Optimization - Implement Local Search by using Hill Climbing Methods and Random Restart Variants

  Introduction: 

Local search is Search algorithms that maintain a single node and search by moving to a neighboring node. Local search algorithms are used when we care only about a solution but not the path to a solution. Local search is used in most of the models of   AI to search for the optimal solution according to the cost function of that model.

Today we implement the local search by using a hill-climbing algorithm and random restart variants. Hill climbing is one type of local search algorithm. In this algorithm, the neighbor states are compared to the current state to that neighbor state, and if any of them is better, we change the current node from the current state to that neighbor state.

 The random restart is a variant of hill-climbing methods. Some time we face some problem in the hill-climbing method for that we can not find out the actual result that's why we are use come variants in hill-climbing methods. Random restart conduct hill-climbing multiple times. Each time, state from a random state, compare the maxima from every trial and choose the highest amongst those. 
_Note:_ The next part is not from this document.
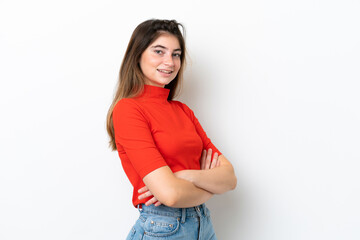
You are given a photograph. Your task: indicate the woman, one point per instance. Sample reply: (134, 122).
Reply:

This is an Artificial Intelligence course conducted in City Universit by Nuruzzaman Faruqui. This is the best course in Bangladesh. Because Sir explained all the necessary things to us well. The problem we are dealing with in the lab. First, sir gives us a very good idea of the problem by using many examples. After that sir explains about the solutions like how we can solve the problem, how they work. For that, we understand everything very easily. 

Problem : 

First, we have to know about the problem. The problem is : 

   

In this picture, we see some houses and two hospital and their cost is 17. Now we are relocating the hospital and reduce the cost by using hill-climbing algorithms and random restart variants.

Like this, 

 

In the first picture, we see that cost is 17, and in the second picture, we see that cost is 11.  We relocate the hospital and reduce the cost.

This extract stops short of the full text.